Soleil Shah Profile picture
Jan 7 11 tweets 5 min read
Our new paper in @NEJM examines the massive investments into primary care by Amazon, CVS, Humana, and other corporations—what’s driving this trend and what are its implications for patients, clinicians, & trainees? 1/x
2/x. In 2022, multi-billion dollar primary care deals filled the news (e.g., Amazon/One Medical; CVS/Signify; VillageMD/Summit Health). From 2010-20, total capital raised from private investments in primary care increased over 1000-fold. See Ikram et al:
catalyst.nejm.org/doi/full/10.10…
3/x. These corporate-owned primary care practices (we dub “CPCPs”) take 3 forms: retail-owned (e.g., Amazon, CVS, Walmart), insurance-owned (e.g., United, Humana), & investor-backed (e.g., Agilon, Oak Street Health). Many CPCPs now encompass >1 category
bain.com/insights/prima…
4/x. Why so much investment? For CPCPs in value-based arrangements, primary care can generate big profits by capturing more covered lives, max'ing each patient’s “budget” thru risk adjustment, ⬇️ health expenditures, & directing patients to other offerings (e.g., pharm, retail)
5/x. A major draw for CPCP creation is also the rapidly growing Medicare Advantage (MA) market. As @MikeGeruso & @timothyjlayton reveal in their seminal work, intense coding practices in MA can increase revenue capture by drawing higher federal payments
journals.uchicago.edu/doi/abs/10.108…
6/x. As an example of MA’s role in the revenue play of CPCPs,~50% of One Medical’s net revenue prior to its Amazon deal came from MA members, who made up only 5% of its total patient population. We discuss more examples in our paper. See SEC filing here: investor.onemedical.com/static-files/e…
7/x. Compared to independent or hospital-owned PCP practices, CPCPs may be uniquely positioned to succeed in MA & VBC generally. Large CPCPs may have ⬆️ capital, extensive networks, better tech/staffing to drive better coding & “win” VBC contracts (justifying ongoing investment)
8/x.

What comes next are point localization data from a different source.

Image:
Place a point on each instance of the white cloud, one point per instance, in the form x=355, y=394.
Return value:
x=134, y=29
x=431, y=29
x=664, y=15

Potential upsides for CPCPs. For some (likely commercial/Medicare) patients, CPCPs could offer convenient, fast, comprehensive, and even high quality care. For PCPs, CPCPs may allow smaller pt panels, higher comp., better work-life amenities, & potentially less admin work.
9/x. Downsides exist, too, esp for health equity. As more PCPs work for CPCPs, rural & safety net hospitals serving Medicaid/uninsured patients will be further drained. CPCP mergers could raise prices & privacy concerns. For staff, there could be ⬆️ coding reqs, reduced autonomy
10/x. Actions for regulators to curtail excess CPCP harms = applying more antitrust scrutiny (e.g., cross-markets), adjusting MA risk adjustment, & banning non-competes (topical!). @CMSGov & @FTC already taken proactive steps. We discuss more in the paper
fiercehealthcare.com/payers/how-ftc…
11/11. As corporate investors move into primary care, drawn by financial opportunity, it is critical that patients’ trust in the centuries-old field isn’t sacrificed alongside.